The Lancashire Telegraph has been criticised by the Press Complaints Commission for failing to protect a confidential source.
A man complained following the 9 March story headlined: ‘Burnley bodies sent to Blackburn.”
The complainant said he spoke to a reporter from the paper about the proposed closure of Burnley’s mortuary on condition that he was not identified.
Clause 14 of the Editors’ Code states that journalists have a duty to protect confidential sources
However, in the article he was referred to as ‘a worker at Burnley’s mortuary”. Because he was one of only two people who worked there – the other being his boss – his employers had been able to identify him as the source of the information.
He had subsequently been dismissed on grounds of gross misconduct for making his remarks to the newspaper.
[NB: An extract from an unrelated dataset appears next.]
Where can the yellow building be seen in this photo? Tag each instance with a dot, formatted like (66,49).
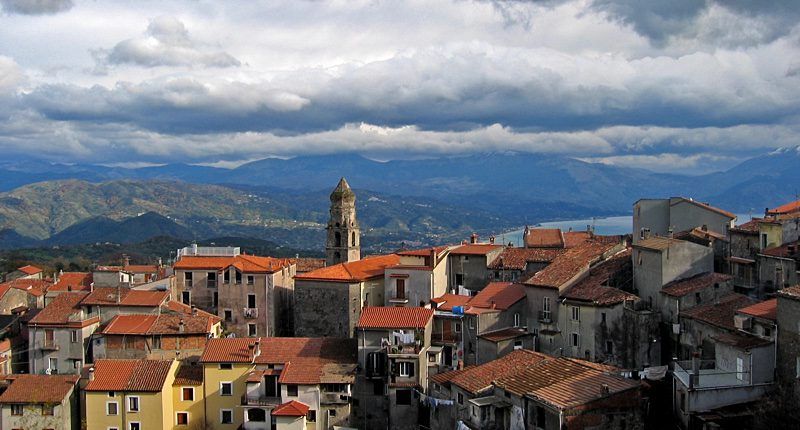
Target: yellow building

The newspaper said it did not consider the complainant to be a confidential source because he had not revealed confidential information. A number of health workers in the area had been informed of the proposed mortuary closure.
The paper also told the PCC that although it had agreed not to identify the complainant by name, it had not been told that indirect identification was also to be avoided.
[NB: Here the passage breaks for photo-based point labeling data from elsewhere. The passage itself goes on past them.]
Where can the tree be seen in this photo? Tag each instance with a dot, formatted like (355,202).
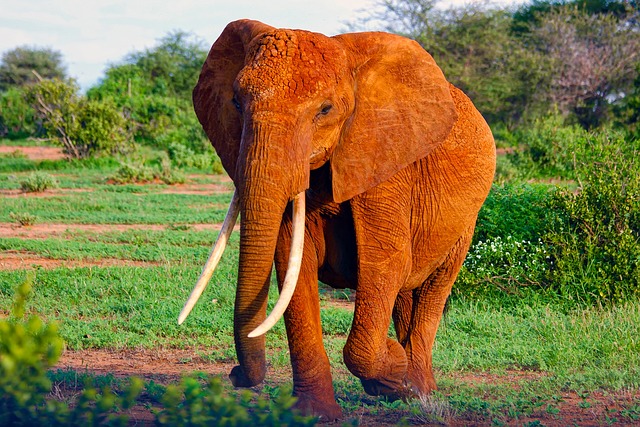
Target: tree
(475,48)
(594,57)
(83,127)
(172,67)
(153,90)
(17,66)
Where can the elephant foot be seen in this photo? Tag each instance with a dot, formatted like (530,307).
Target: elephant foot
(241,377)
(385,378)
(326,410)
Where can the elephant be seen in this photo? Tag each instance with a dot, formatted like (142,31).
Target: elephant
(356,164)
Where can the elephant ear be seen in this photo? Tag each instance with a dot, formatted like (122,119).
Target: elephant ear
(403,111)
(213,94)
The reporter had not known, and had no reason to know, that the man was one of only two employees at the mortuary, it said. The editor offered to send the complainant a private letter of regret.
In its ruling, the PCC said: ‘Given that the need for confidentiality had been established between the parties, the onus was on the newspaper to establish whether the form of words it proposed to use would have effectively identified the complainant in any case.”